The night attack on the Taliban positions began with waves of Katyusha rockets streaming from Massoud's positions and arcing across the valley. The rockets were fired in volleys of ten or twelve, and we could see the red glare of their engines wobble through the darkness and then wink out one by one as they found their trajectories and headed for their targets. Occasionally an incoming round would explode somewhere down the line with a sound like a huge oak door slamming shut.

The artillery exchange lasted an hour, and then the ground assault started, Massoud's men moving under the cover of darkness through minefields and machine gun fire toward the Taliban trenches. The fighting was three or four miles away and came to us only as a soft, frantic pap pap pap across the valley. We had driven to a hilltop command post to watch the attack. The position had a code name, Darya, which means "river" in Dari, the Persian dialect that's Afghanistan's lingua franca, and on the radio we could hear field commanders yelling, "Darya! Darya! Darya!" as they called in reports or shouted for artillery. The commander of the position, a gentle looking man in his thirties named Harun, was dressed for war in corduroy pants and a cardigan. He was responsible for all the artillery on the front line; we found him in a bunker, studying maps by the light of a kerosene lantern. He was using a schoolboy's plastic protractor to figure out trajectory angles for his tanks.

Harun was working three radios and consulting the map continually. After a while a soldier brought in tea, and we sat crosslegged on the floor and drank it. Calls kept streaming in on the radios. "We've just captured another position; it's got a big ammo depot," one commander shouted. Another reported, "The enemy has no morale at all; they're just running away. We've just taken ten more prisoners." Harun showed us on the map what was happening. As we spoke, Massoud's men were taking small positions around the ridge line and moving into the hills on either side of a town called Khvajeh Ghar, which was at a critical part of the front line.

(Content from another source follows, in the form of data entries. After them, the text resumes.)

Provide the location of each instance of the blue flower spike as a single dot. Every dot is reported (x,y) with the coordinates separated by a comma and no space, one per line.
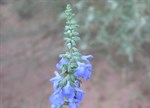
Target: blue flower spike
(72,66)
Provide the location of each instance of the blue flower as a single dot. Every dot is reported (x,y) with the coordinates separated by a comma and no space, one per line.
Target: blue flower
(83,70)
(79,95)
(56,80)
(68,91)
(57,98)
(61,62)
(86,58)
(55,106)
(73,105)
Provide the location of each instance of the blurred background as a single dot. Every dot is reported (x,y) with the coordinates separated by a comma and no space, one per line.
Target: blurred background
(115,32)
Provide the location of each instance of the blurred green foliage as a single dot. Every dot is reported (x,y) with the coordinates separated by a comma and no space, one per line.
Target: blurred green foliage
(119,26)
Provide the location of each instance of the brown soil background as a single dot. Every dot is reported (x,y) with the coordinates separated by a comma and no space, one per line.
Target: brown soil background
(27,62)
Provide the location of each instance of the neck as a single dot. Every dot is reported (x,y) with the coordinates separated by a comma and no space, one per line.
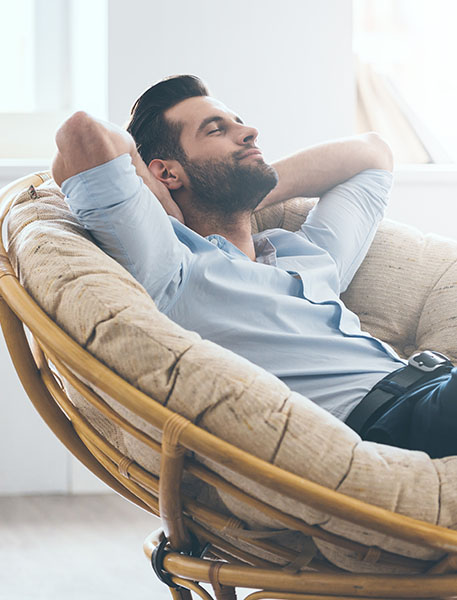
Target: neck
(236,230)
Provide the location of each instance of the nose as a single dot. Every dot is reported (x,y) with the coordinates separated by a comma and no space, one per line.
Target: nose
(247,135)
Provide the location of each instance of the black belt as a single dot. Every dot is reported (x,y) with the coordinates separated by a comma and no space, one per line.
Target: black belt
(421,367)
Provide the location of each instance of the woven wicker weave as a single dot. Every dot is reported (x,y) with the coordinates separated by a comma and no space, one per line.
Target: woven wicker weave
(54,369)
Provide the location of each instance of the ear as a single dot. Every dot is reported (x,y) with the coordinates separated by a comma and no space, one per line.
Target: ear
(167,172)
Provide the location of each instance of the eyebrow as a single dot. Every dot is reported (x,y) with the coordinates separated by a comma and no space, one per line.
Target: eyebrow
(214,119)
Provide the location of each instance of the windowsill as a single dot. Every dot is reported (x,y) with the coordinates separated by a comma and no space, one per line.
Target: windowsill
(426,174)
(13,168)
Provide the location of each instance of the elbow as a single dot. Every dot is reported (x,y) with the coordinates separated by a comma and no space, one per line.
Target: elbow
(73,130)
(381,154)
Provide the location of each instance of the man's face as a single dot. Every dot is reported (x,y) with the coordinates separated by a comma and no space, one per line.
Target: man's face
(224,168)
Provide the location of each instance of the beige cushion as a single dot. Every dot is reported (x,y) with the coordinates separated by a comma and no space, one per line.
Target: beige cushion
(404,293)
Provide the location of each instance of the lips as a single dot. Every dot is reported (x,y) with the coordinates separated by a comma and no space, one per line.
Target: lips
(251,152)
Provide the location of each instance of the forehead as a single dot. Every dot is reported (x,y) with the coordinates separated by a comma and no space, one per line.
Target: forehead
(192,111)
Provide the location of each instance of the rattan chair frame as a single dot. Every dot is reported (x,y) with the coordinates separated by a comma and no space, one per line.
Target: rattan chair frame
(225,566)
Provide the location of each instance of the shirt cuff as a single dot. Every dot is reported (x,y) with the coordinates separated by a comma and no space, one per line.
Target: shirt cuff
(103,185)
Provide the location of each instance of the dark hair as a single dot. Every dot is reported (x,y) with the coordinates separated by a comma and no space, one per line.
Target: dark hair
(155,136)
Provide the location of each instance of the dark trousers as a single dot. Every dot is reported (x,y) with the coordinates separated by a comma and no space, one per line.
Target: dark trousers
(423,418)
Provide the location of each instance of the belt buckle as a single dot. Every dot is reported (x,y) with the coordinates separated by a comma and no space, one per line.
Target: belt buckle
(428,360)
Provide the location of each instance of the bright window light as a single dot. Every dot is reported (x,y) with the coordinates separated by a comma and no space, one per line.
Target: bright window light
(407,84)
(17,63)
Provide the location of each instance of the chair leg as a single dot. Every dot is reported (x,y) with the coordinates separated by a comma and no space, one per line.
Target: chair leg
(225,592)
(180,594)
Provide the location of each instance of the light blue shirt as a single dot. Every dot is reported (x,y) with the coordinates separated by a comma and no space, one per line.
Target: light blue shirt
(282,312)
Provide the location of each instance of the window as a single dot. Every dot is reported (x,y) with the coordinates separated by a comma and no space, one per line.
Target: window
(406,54)
(52,60)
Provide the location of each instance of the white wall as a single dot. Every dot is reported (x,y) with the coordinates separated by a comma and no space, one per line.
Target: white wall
(284,67)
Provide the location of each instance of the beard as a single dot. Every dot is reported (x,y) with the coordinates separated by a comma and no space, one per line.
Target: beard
(229,187)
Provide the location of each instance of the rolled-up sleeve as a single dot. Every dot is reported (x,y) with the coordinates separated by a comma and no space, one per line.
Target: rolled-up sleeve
(129,224)
(345,220)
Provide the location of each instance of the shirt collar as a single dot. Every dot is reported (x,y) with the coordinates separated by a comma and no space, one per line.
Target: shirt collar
(264,249)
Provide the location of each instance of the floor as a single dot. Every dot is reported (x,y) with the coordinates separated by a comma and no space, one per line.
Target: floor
(75,548)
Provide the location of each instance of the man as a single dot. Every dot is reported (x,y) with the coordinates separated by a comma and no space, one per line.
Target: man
(272,297)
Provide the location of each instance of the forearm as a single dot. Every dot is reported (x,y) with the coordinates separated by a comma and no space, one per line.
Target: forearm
(84,142)
(315,170)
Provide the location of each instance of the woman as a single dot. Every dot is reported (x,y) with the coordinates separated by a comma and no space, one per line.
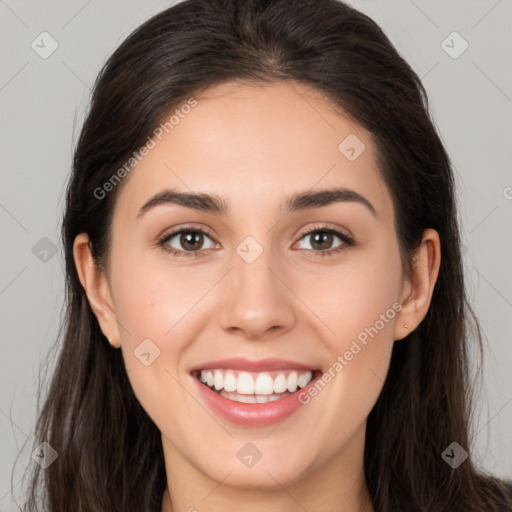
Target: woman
(255,221)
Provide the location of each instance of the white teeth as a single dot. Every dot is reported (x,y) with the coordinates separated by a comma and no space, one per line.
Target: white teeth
(230,382)
(291,383)
(255,384)
(280,383)
(245,384)
(264,384)
(218,380)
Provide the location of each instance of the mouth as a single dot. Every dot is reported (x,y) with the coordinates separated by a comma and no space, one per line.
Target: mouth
(255,387)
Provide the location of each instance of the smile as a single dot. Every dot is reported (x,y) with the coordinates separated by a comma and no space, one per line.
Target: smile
(253,393)
(254,387)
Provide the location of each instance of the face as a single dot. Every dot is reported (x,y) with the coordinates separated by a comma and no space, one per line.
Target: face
(250,301)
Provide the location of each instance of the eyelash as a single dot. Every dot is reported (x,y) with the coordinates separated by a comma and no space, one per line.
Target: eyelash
(347,241)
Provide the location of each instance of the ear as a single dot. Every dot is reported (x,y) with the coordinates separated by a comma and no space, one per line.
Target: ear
(417,291)
(97,288)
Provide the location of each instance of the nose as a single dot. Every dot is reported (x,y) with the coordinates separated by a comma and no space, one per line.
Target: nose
(258,301)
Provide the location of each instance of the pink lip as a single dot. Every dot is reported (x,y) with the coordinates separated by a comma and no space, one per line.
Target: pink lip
(264,365)
(252,415)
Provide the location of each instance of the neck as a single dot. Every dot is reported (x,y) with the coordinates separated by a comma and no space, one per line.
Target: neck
(339,484)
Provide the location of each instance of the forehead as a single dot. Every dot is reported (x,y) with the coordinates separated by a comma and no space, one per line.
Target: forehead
(255,145)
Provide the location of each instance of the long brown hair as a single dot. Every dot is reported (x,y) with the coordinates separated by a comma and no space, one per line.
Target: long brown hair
(109,451)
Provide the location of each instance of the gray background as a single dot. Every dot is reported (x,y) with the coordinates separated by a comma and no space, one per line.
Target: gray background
(42,103)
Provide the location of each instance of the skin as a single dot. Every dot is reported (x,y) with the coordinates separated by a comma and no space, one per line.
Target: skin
(254,146)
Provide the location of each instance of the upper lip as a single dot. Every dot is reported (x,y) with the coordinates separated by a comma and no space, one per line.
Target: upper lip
(262,365)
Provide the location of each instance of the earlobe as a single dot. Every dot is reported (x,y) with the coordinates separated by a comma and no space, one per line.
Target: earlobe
(97,289)
(420,287)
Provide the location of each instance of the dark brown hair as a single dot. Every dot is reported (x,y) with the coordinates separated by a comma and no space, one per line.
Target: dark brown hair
(110,453)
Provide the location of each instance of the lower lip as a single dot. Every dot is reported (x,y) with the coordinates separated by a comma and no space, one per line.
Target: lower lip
(253,415)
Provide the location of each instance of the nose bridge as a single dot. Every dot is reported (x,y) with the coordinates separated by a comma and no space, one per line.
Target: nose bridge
(256,299)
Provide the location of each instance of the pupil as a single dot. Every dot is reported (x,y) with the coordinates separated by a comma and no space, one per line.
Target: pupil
(327,240)
(186,237)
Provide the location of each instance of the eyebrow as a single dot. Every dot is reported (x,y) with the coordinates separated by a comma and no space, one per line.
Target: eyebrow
(296,202)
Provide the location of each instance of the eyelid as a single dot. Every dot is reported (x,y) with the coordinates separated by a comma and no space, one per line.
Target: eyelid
(346,238)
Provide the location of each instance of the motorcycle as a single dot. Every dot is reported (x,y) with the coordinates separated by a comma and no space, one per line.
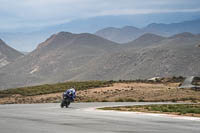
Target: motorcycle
(66,101)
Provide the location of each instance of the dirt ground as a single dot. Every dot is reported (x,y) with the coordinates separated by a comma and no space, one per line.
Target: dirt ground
(119,92)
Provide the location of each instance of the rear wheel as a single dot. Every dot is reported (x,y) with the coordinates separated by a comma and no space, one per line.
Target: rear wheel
(62,104)
(67,103)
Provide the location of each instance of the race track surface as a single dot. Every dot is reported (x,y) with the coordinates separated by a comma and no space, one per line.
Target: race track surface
(83,118)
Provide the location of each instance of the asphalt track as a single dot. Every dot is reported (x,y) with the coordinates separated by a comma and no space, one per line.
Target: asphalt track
(84,118)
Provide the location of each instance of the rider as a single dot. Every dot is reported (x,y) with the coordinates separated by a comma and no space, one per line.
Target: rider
(71,93)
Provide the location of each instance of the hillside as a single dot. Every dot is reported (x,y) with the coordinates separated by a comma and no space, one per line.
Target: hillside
(173,56)
(66,56)
(120,35)
(7,54)
(59,58)
(130,33)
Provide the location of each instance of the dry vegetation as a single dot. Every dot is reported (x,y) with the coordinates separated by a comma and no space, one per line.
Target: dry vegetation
(105,91)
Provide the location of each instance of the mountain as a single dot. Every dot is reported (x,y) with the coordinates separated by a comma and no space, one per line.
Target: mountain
(59,58)
(174,28)
(173,56)
(66,56)
(120,35)
(7,54)
(129,33)
(146,40)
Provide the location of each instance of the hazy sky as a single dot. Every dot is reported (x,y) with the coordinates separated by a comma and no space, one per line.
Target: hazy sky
(16,14)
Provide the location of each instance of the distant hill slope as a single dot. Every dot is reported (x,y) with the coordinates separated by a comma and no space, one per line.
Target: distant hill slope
(146,40)
(59,58)
(174,56)
(120,35)
(7,54)
(66,56)
(129,33)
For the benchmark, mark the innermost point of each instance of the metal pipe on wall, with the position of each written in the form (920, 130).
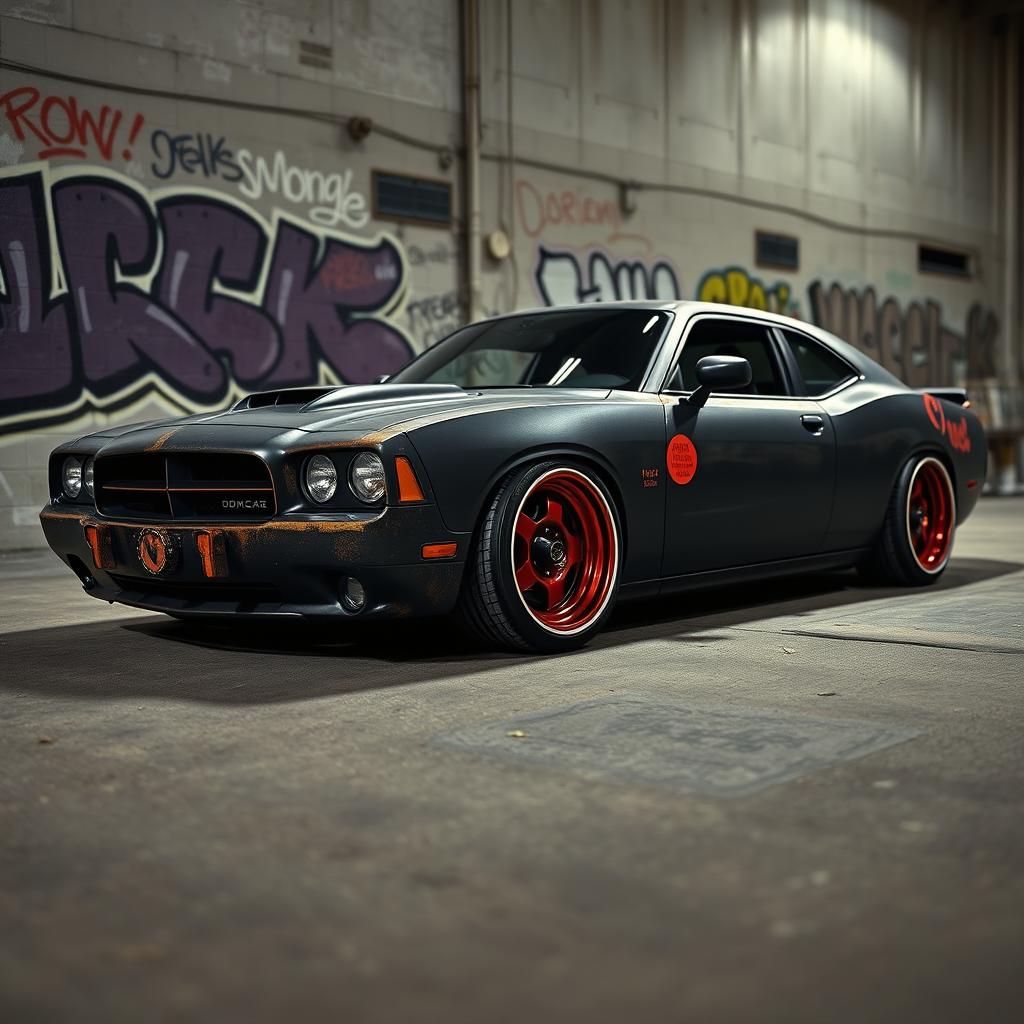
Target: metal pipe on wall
(1012, 199)
(471, 132)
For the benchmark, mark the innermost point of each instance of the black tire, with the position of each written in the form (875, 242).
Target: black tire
(916, 537)
(550, 528)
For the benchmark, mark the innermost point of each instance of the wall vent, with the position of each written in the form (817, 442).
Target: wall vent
(315, 54)
(778, 251)
(419, 201)
(931, 259)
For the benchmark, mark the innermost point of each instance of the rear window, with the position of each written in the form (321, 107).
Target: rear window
(822, 370)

Khvajeh Ghar was held by Pakistani and Arab volunteers, part of an odd assortment of foreigners — Burmese, Chinese, Chechens, Algerians — who are fighting alongside the Taliban to spread fundamentalist Islam throughout Central Asia. Their presence here is partly due to Saudi extremist Osama bin Laden, who has been harbored by the Taliban since 1997 and is said to repay his hosts with millions of dollars and thousands of holy warriors. The biggest supporter of the Taliban, however, is Pakistan, which has sent commandos, military advisers, and regular army troops. More than a hundred Pakistani prisoners of war sit in Massoud's jails; most of them — like the Taliban — are ethnic Pashtuns who trained in the madrasahs.

None of the help was doing the Taliban fighters much good at the moment, though. Harun switched his radio to a Taliban frequency and tilted it toward us. They were being overrun, and the panic in their voices was unmistakable. One commander screamed that he was almost out of ammunition; another started insulting the fighters at a neighboring position. "Are you crazy are you crazy are you crazy?" he demanded. "They've already taken a hundred prisoners! Do you want to be taken prisoner as well?" He went on to accuse them all of sodomy. Harun shook his head incredulously. "They are supposed to represent true Islam," he said. "Do you see how they talk?"